Each toolkit implements its own flavour of all core interfaces.
Thereby, toolkits provide their own:
ResourceSpec: schema definitions that describe the structural and semantic properties of validation resources (e.g., feature types and data formats for tabular data).
ArtifactType: enumeration system that assigns unique identifiers to artifact implementations.
ArtifactEngine: unified interface for executing validation artifacts declaratively.
import pandas as pd
from artifact_core.table_comparison import (
TableComparisonEngine,
TableComparisonPlotType,
TabularDataSpec
)
df_real = pd.read_csv("real_data.csv")
df_synthetic = pd.read_csv("synthetic_data.csv")

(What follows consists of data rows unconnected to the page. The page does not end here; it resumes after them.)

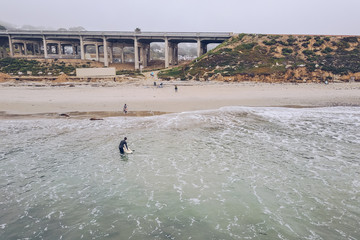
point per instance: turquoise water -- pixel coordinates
(232, 173)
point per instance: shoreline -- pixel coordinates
(102, 99)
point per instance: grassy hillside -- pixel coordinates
(274, 58)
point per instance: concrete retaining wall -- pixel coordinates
(95, 72)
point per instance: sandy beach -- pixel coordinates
(143, 97)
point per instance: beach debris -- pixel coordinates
(4, 77)
(95, 119)
(62, 78)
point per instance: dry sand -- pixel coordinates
(142, 96)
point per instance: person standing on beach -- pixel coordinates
(122, 144)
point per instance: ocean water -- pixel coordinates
(231, 173)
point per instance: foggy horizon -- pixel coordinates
(317, 17)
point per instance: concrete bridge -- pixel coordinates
(75, 45)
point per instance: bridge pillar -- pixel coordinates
(136, 53)
(59, 49)
(45, 47)
(166, 52)
(111, 53)
(176, 54)
(25, 48)
(198, 47)
(82, 48)
(106, 60)
(11, 47)
(122, 55)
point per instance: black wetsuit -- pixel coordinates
(121, 146)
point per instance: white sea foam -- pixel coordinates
(253, 172)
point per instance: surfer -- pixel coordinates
(122, 144)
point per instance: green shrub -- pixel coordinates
(270, 43)
(246, 46)
(327, 50)
(350, 39)
(308, 53)
(305, 44)
(286, 51)
(241, 36)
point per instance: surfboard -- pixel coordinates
(127, 150)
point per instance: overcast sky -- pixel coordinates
(238, 16)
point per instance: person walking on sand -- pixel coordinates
(122, 144)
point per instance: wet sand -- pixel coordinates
(143, 99)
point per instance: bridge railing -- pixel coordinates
(118, 33)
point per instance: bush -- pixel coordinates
(246, 46)
(270, 43)
(308, 53)
(305, 45)
(241, 36)
(327, 50)
(350, 39)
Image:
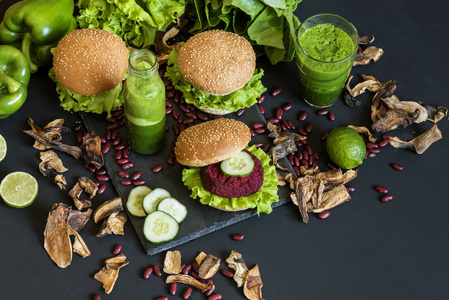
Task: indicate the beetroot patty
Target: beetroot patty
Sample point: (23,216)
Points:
(229,186)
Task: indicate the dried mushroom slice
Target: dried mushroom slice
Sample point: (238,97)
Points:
(421,143)
(252,288)
(109,274)
(91,147)
(187,279)
(114,224)
(86,185)
(56,238)
(51,167)
(107,208)
(208,266)
(235,261)
(172,262)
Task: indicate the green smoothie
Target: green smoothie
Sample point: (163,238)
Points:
(144,94)
(325,60)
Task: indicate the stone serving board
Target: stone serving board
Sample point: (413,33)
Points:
(201,219)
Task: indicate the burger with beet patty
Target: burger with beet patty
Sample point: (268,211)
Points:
(224,172)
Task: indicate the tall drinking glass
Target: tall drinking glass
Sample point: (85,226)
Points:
(327,49)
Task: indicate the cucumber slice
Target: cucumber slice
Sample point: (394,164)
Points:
(135,200)
(160,227)
(239,165)
(174,208)
(151,200)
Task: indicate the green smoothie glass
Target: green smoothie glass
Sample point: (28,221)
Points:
(144,94)
(327,49)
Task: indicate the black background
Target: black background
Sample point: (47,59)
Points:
(365,250)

data_spec = TabularDataSpec.from_df(
df=df_real,
cat_features=categorical_features,
cont_features=continuous_features
)
engine = TableComparisonEngine(resource_spec=data_spec)
pca_plot = engine.produce_dataset_comparison_plot(
plot_type=TableComparisonPlotType.PCA_JUXTAPOSITION,
dataset_real=df_real,
dataset_synthetic=df_synthetic,
)
pca_plot
Supported Toolkits¶
- Table Comparison Toolkit — toolkit supporting tabular data synthesis workflows.
- Binary Classification — toolkit supporting binary classification workflows.